Confesso que fiquei incrédulo com os números divulgados pelo Ipea sobre a porcentagem dos que culpam o estilo da mulher como causa dos ataques masculinos. Agora se sabe que a pesquisa estava errada e os entendidos em comportamento social, os meios de comunicação e até uma novela, que se manifestaram em repúdio aos modos masculinos, têm o dever ético da reparação social. Uma coisa é uma sociedade machista, outra é uma sociedade de estupradores, como a pesquisa errada quis mostrar. As mulheres são merecedoras de respeito e homem algum tem o direito de encoxá-las, tocá-las, sem o seu devido consentimento.

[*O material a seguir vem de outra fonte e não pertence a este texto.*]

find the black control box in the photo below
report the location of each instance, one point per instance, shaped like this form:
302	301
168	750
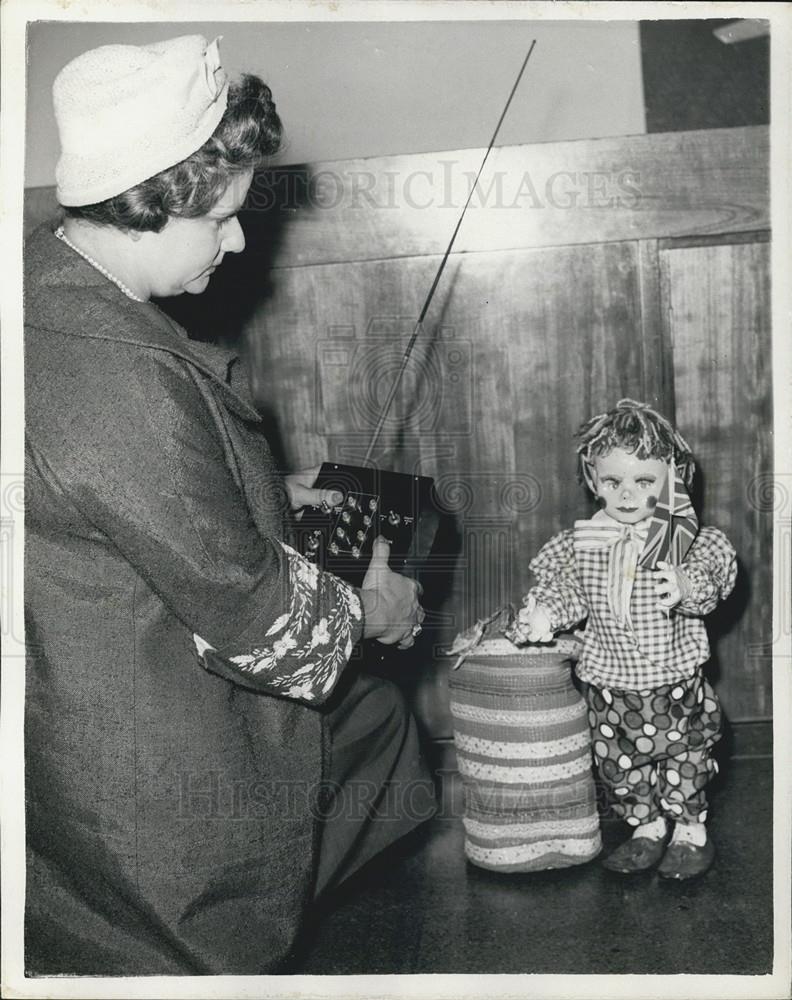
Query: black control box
396	505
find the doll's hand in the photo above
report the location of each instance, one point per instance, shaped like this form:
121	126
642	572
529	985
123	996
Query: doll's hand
671	585
533	622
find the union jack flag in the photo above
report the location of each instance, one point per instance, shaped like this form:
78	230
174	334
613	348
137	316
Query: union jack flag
673	527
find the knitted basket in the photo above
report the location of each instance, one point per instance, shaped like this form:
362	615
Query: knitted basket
524	753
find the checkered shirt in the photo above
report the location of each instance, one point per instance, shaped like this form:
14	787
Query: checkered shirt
656	647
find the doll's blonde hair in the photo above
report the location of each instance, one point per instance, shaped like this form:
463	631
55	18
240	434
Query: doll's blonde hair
639	430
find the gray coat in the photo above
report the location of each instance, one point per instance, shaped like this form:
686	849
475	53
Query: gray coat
169	826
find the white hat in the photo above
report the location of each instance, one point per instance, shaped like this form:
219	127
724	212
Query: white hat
126	112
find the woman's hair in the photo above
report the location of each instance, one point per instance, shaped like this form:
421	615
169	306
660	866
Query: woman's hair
637	429
249	132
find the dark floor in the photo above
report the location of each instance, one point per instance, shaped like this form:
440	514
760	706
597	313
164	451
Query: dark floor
423	909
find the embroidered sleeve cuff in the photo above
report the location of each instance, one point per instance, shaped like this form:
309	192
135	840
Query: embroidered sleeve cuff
306	648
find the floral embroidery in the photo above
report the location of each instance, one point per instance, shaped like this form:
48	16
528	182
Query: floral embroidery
310	643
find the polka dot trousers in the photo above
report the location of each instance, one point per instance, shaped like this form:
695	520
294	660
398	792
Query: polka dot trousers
652	748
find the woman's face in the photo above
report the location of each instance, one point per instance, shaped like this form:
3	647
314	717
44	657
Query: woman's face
183	256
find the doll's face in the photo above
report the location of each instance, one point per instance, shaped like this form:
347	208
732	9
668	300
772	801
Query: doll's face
628	487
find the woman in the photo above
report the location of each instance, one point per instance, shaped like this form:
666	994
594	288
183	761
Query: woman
196	740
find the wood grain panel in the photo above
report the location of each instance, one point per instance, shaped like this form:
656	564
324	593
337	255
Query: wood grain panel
717	307
546	194
550	194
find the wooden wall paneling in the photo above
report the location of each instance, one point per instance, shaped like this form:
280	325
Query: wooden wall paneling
717	307
656	347
547	194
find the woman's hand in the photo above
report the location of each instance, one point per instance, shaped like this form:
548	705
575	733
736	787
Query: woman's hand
671	585
299	486
390	601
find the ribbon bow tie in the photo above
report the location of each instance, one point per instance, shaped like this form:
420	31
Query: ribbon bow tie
626	542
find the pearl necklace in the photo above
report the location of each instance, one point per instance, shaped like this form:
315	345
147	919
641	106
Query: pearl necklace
102	270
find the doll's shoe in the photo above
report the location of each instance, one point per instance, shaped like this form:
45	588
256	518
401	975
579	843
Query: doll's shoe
683	861
638	854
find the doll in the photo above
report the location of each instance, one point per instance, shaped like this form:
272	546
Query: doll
643	575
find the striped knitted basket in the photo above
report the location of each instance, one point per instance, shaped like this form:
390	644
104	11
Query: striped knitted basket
524	753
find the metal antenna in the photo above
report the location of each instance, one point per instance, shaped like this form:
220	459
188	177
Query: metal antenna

As manifestações devem sempre ocorrer quando há o incômodo social, injustiça individual ou coletiva, ou até mesmo para que a sociedade avance. No entanto, não consigo entender certas manifestações, a exemplo do movimento feminista Bastardxs, que realizou um protesto em favor do direito e da liberdade das mulheres, sob o Viaduto do Chá, no centro de São Paulo, no domingo passado. A ativista Sara Winter ficou nua e foi suspensa por ganchos em suas costas, em um ato que se denomina “Mulher não é um pedaço de carne”. Ela, pelada com uma maçã na boca, suspensa por ganchos presos à sua carne das costas.
Uma cena dantesca. Outras nuas seguravam cartazes com frases diversas. Aquela ativista nua, toda tatuada, com as pernas vermelhas como sangue, deixava à vista os seus pudores e se dizia que não era um pedaço de carne. Mas era carne pura que estava sendo exposta, o exceto era a maçã na boca. Não sei se esse tema deveria ser conduzido assim. No entanto, sabemos o tanto que homem gosta de mulher, a ponto de não haver uma propaganda sem que elas estejam presentes. São abomináveis maus-tratos femininos, inclusive nas etnias indígenas no Brasil.
As Ticunas têm cabelos arrancados em ritual de passagem para o amadurecimento. Faz parte da cultura deles, que justificam o ritual como uma forma de fortalecimento do caráter na superação dos percalços da vida. Embriagam as jovens, flagelam-nas a noite toda, sem que elas possam dormir, e no outro dia arrancam-lhes fio por fio até que elas fiquem completamente carecas. Assim, essas jovens se tornam mulheres, prontas para a vida tribal. São rituais que levam ao sofrimento; decerto acreditam que fazendo isso estão dando o de melhor em cuidados às suas filhas. Protege-as dos fantasmas e dos males que saem das florestas. Creio que as festas de 15 anos sejam melhores, mesmo com o exibicionismo de quem pode. Temos sim que erradicar o sofrimento moral, da carne e do espírito. O outro é um outro ser igual, embora diferente, e isso não significa tolerância com os maus-tratos ou aceitação.